Sorgen? Die Frage lächelt die warmherzige Frau einfach weg. Nur wenn sie auf ihre Familie angesprochen wird, kullern bitterlich die Tränen. Ihre anderen Kinder und vor allem die Enkelchen vermisse sie doch sehr. Die leben in Kiew, kommen nicht zu Besuch. Umgekehrt verlassen Valentina und Oleksander Kowalenko die Zone nicht. Wer weiß, ob man sie noch einmal zurück ließe.
Erinnerungen an eine glückliche Kindheit
Nach der Reaktorkatastrophe mussten alle Bewohner das Gebiet verlassen. Einige Jahre hatten die Kowalenkos in Kiew gelebt. Was vor 30 Jahren vor ihrer Haustür wirklich passiert war, ahnten sie nicht. Insgesamt rund 160.000 Menschen wurden evakuiert, mehr als 70 Ortschaften im Gebiet Kiew und im belorussischen Gebiet Gomel aufgegeben. Der Name Tschernobyl, auf dessen Gemarkung das Kraftwerk liegt, brannte sich ein. Doch der Ort selbst blieb vom nuklearen Fallout verschont.

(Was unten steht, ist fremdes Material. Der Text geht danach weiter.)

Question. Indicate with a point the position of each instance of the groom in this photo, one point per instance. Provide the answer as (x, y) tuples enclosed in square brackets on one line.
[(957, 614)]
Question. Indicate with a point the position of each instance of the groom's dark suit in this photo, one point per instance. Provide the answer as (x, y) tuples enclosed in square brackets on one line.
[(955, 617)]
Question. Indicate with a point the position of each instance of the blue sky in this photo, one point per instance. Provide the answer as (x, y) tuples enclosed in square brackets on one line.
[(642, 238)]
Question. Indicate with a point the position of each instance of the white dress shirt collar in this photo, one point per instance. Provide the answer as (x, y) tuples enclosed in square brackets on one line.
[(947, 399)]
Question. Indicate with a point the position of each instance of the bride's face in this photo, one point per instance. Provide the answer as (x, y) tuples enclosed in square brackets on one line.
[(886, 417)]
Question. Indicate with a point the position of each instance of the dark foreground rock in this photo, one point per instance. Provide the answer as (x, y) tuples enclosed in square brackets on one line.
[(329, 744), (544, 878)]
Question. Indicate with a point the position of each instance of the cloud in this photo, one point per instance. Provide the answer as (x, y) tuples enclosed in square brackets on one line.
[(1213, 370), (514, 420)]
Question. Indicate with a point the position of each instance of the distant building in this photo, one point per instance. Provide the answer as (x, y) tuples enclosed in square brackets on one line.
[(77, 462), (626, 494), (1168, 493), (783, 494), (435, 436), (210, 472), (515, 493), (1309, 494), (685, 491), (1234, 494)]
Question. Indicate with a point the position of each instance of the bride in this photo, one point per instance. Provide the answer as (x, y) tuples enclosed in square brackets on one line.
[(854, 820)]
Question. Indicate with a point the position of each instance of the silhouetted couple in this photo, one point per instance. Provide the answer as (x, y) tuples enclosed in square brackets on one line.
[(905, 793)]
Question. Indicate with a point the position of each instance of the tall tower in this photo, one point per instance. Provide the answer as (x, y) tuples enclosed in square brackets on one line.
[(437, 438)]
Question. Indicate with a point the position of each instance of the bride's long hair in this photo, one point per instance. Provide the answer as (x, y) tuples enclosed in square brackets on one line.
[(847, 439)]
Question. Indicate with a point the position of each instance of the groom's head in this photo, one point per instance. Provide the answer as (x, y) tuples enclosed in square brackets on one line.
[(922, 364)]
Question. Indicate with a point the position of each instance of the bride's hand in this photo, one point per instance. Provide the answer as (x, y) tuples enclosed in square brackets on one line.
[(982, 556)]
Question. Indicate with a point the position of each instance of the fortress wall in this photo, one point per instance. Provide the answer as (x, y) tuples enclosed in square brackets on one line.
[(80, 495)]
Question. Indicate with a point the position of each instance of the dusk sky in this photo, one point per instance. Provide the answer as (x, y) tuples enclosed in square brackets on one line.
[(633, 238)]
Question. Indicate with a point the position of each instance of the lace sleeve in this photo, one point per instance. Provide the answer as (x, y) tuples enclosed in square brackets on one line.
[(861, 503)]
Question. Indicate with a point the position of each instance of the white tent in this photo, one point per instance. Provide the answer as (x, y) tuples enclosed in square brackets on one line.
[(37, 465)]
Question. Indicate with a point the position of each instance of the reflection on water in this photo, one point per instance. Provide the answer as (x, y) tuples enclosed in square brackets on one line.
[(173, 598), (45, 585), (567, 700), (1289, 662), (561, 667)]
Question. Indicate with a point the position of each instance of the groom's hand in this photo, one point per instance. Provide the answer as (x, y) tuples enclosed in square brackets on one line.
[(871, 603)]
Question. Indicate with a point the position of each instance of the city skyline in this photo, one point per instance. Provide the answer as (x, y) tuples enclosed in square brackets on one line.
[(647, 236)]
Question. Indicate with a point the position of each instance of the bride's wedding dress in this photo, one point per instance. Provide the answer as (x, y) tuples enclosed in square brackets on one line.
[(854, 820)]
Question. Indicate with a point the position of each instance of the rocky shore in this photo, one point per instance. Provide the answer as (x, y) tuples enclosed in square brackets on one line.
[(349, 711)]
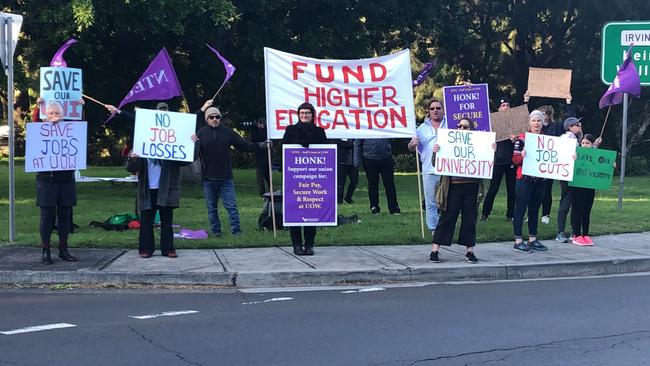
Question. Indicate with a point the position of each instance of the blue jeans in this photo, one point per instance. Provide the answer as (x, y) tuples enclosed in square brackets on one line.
[(529, 197), (212, 190), (429, 182)]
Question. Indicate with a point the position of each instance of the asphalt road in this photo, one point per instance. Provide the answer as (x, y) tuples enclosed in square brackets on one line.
[(601, 321)]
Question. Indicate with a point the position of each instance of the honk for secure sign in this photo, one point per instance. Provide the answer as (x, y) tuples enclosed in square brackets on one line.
[(55, 146), (465, 153), (164, 135), (549, 157), (367, 98), (62, 85)]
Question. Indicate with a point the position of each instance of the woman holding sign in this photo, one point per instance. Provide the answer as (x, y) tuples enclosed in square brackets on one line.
[(530, 191), (454, 196), (56, 194)]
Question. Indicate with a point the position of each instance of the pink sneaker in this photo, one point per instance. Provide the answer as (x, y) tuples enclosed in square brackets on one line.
[(578, 240)]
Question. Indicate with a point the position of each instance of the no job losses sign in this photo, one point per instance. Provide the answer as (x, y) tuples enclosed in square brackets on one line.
[(164, 135), (368, 98)]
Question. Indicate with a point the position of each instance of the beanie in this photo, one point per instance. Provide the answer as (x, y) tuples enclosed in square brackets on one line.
[(210, 111)]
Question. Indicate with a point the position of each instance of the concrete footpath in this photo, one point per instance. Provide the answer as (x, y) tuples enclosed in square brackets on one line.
[(277, 266)]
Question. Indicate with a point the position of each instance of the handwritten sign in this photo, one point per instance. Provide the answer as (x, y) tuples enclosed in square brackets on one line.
[(465, 153), (467, 101), (510, 122), (164, 135), (55, 146), (552, 83), (367, 98), (549, 157), (62, 85), (594, 168), (309, 185)]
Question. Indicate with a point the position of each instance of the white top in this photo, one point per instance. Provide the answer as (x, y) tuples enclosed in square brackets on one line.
[(153, 173), (428, 137)]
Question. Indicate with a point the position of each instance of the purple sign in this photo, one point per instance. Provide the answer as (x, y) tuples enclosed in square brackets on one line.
[(309, 185), (467, 101)]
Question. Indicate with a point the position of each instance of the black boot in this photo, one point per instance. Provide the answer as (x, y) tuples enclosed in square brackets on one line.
[(309, 249), (47, 258), (66, 256), (297, 250)]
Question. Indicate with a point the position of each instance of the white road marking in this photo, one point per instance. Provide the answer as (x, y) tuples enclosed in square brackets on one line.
[(368, 289), (166, 313), (268, 300), (38, 328)]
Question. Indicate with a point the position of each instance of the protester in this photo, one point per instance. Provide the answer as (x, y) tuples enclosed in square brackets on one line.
[(346, 170), (454, 196), (530, 191), (159, 184), (376, 155), (582, 204), (304, 133), (426, 136), (573, 127), (56, 194), (502, 167), (213, 149)]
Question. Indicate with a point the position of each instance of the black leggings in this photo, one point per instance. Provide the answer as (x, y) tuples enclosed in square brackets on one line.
[(46, 226)]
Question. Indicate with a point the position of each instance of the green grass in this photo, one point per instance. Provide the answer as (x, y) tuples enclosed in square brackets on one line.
[(98, 201)]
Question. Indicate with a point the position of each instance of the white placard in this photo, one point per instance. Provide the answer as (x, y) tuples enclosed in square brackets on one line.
[(164, 135), (465, 153), (64, 86), (55, 146), (367, 98), (549, 156)]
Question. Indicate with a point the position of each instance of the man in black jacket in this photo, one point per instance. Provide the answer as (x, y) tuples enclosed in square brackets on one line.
[(213, 148)]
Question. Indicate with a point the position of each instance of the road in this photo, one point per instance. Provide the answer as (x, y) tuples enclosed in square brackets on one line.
[(598, 321)]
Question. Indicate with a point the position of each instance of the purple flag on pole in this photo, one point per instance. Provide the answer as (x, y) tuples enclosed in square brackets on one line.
[(626, 81), (426, 70), (159, 81), (230, 69), (57, 60)]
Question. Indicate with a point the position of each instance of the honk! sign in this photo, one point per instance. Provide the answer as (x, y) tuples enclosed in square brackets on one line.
[(549, 157), (367, 98), (164, 135)]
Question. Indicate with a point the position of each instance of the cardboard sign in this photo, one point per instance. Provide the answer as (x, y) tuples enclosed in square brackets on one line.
[(368, 98), (467, 101), (55, 146), (552, 83), (465, 153), (164, 135), (510, 122), (594, 168), (62, 85), (549, 157), (309, 185)]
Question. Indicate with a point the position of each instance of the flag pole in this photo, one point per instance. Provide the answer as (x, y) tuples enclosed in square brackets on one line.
[(417, 164), (268, 154)]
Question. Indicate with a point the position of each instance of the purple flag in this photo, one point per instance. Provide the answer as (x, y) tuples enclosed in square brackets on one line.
[(159, 81), (626, 81), (426, 70), (230, 69), (57, 60)]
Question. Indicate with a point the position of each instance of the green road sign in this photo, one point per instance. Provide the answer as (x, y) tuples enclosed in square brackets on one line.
[(617, 37)]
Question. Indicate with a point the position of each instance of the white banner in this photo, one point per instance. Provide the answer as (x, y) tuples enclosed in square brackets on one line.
[(164, 135), (465, 153), (368, 98), (55, 146), (62, 85), (549, 157)]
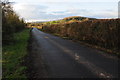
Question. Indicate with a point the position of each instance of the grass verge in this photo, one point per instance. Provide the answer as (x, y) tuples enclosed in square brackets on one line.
[(13, 56)]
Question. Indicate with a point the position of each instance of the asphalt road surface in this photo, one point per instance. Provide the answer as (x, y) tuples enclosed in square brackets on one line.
[(68, 59)]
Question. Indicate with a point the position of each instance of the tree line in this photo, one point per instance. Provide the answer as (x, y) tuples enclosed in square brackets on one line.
[(11, 23)]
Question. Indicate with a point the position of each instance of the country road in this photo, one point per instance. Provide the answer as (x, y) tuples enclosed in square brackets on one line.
[(67, 59)]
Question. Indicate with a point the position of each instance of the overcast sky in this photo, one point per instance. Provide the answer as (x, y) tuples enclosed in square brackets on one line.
[(44, 10)]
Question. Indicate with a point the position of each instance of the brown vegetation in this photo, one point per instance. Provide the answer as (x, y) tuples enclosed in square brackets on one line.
[(100, 32)]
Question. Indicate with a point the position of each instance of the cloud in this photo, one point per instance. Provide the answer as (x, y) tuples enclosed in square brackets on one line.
[(48, 11)]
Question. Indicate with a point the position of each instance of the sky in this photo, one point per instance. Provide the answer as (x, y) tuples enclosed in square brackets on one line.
[(46, 10)]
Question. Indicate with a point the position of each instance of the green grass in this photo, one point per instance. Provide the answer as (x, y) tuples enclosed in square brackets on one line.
[(13, 56)]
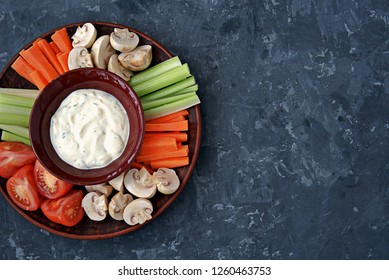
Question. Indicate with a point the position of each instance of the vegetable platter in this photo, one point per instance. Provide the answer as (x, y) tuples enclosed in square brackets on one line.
[(108, 227)]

Der Schrecken der Katastrophe wird erst in Prypjat wirklich deutlich, Alexander Sirota ist in der Stadt aufgewachsen, die für die Mitarbeiter des Kernkraftwerks gebaut wurde und über die die radioaktive Wolke als erstes zog. „Ich hatte eine schöne Kindheit“, zeigt er Fotos von festlich gekleideten Lenin-Pionieren und einer fröhlichen Jungen-Gruppe auf einem Spielplatz. Einer der damals Zehnjährigen ist er. „Meine Mutter war Leiterin des Kulturpalastes“, sagt er stolz. Von einem Tag zum andern änderte sich ihr Leben.

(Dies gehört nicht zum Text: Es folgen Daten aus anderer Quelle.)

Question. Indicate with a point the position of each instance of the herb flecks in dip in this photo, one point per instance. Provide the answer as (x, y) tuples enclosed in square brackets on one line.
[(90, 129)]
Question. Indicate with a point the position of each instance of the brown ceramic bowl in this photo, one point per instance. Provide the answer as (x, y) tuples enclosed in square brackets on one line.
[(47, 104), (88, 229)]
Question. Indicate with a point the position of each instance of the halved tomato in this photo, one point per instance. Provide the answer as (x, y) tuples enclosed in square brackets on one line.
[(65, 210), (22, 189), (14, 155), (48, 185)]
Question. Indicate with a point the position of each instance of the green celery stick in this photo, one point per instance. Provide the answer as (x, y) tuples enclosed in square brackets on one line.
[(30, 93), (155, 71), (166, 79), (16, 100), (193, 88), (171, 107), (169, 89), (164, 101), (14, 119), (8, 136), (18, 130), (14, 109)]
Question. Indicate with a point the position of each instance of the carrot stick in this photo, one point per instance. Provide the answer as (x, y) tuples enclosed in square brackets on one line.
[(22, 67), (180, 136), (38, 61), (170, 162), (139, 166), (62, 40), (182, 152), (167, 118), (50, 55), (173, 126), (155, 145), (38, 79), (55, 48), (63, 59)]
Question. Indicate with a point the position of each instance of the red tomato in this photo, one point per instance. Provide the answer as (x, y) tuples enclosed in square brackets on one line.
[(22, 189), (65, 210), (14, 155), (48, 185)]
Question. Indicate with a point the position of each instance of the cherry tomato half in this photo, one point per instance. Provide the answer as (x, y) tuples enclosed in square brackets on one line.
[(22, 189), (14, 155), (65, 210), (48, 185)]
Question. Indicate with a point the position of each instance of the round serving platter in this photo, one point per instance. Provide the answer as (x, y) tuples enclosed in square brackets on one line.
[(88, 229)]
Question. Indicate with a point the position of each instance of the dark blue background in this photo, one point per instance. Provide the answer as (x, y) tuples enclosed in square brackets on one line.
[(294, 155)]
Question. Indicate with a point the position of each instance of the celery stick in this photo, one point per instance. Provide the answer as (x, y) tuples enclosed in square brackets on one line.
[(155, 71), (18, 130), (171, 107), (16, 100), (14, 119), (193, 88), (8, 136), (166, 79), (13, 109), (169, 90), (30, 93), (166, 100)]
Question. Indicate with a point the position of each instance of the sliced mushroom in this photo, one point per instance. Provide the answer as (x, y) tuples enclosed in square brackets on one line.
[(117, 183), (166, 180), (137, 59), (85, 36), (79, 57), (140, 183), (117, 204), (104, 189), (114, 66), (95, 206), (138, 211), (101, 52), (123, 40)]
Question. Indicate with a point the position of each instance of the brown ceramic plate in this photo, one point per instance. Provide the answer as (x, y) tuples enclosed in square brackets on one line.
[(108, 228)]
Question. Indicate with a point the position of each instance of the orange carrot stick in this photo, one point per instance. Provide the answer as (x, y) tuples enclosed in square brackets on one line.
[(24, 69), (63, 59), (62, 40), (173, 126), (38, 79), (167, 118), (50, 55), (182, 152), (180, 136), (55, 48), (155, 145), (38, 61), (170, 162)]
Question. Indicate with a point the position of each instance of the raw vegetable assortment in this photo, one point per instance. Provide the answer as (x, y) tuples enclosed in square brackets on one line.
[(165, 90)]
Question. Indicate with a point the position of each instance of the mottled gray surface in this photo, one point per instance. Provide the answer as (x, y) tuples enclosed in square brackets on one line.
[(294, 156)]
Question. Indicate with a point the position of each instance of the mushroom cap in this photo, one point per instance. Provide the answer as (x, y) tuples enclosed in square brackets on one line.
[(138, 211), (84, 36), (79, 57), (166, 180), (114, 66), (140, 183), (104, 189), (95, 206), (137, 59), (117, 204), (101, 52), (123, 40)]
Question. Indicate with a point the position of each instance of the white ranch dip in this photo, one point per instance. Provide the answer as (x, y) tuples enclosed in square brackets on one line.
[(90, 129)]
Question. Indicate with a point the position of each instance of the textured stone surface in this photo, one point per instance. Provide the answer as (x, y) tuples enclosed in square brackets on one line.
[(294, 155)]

Aus Lebensmotor wird Totengräber
Als der Mann davon berichtet, verfinstert sich sein Gesicht: „Der 26. April 1986 war ein warmer Tag. Wir spielten draußen. Von dem Unglück wussten wir nichts.“ Das nur knapp fünf Kilometer entfernte Kraftwerk war der Lebensmotor für die 1970 am Prypjat-Fluss gegründete Stadt. Nun wurde es zu ihrem Totengräber.
Alexander und die anderen Kinder merkten bald, dass etwas nicht stimmte. Sie sahen die Rauchwolke am Horizont, die aus dem geborstenen Reaktorgebäude drang. Die Erwachsenen waren unruhig. Offizielle Verlautbarungen blieben aus. Nach und nach sickerten Gerüchte durch. Die Staatsmacht hielt mit Geheimniskrämerei dagegen. Erst als am Tag nach dem Gau die Evakuierung der 50.000 Einwohner angeordnet wurde, war das Ausmaß nicht mehr zu verbergen. „Wir hatten drei Stunden Zeit zu gehen“, erinnert sich Alexander.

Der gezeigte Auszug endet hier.